In other words, they are saying that autistic regression may occur more often with kids with mitochondrial diseases.

They note that some of the fevers could be linked to vaccination:

The 17 individuals with autistic regression could be divided into 2 groups, those who regressed with fever (70.6%, 12 of 17) and those who regressed without identifiable linkage to fever or vaccinations (29.4%, 5 of 17).

And,

No individual showed regression with vaccination unless a febrile response was present.

They discuss the concerns with vaccination in the conclusion, noting that vaccination is still recommended for children with mitochondrial diseases. My experience in discussing this issue with mitochondrial disease experts is that they find vaccination to be extremely important. If, for some reason, they decide to not vaccinate a child with mitochondrial disease, they insure that all family members are vaccinated to protect the child.

Children with identified mitochondrial diseases are routinely managed carefully by their physicians with aggressive fever control and hydration. In this context, vaccination of children with mitochondrial diseases is recommended. In our experience, the vast majority of patients with mitochondrial diseases receives a full vaccination schedule according to American Academy of Pediatric guidelines without consequences, particularly when physicians are sensitive to fever control and hydration. In our patients with mitochondrial disease and autistic spectrum disorders, the vaccines did not appear related to the neurologic regression.

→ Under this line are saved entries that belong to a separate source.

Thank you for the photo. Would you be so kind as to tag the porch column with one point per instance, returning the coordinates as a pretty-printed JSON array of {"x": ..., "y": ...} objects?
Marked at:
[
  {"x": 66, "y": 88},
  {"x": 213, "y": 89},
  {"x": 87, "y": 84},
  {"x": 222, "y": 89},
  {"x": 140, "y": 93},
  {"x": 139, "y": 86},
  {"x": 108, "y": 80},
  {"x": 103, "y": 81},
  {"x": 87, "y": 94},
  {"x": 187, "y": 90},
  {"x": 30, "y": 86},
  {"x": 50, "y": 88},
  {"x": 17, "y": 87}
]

I will note again that I feel autistic regression as defined is too vague. Were the patients on the spectrum before the regression? Were they typically developing before the regression?

At least two children were noted to have multiple regressions (a sibling pair). That indicates that at least in some cases, regressions occurred in people already autistic. There just isn’t other information on this.

Another area I would like to see discussed further is on siblings:

Affected siblings were identified in 35.7% (10 of 28).

Affected how? Mitochondrial disease. But, are they also autistic? It would seem not since they included one sibling pair.

This is a big question to me. While the spotlight has been shown on the possibility of mitochondrial disorders being linked to autistic regression, the more general question is more important: could fevers induced by vaccination result in any regression (autistic or otherwise) in people with mitochondrial disorders.

Another question in my mind in this study. Are there patients who underwent regression from non-autistic to autistic) after age 3? According to the John’s Hopkins group, this doesn’t happen. According to them, there is an age window where the regressions could result in autism. This is a very important question in how these patients might fit in to the broader spectrum of autism.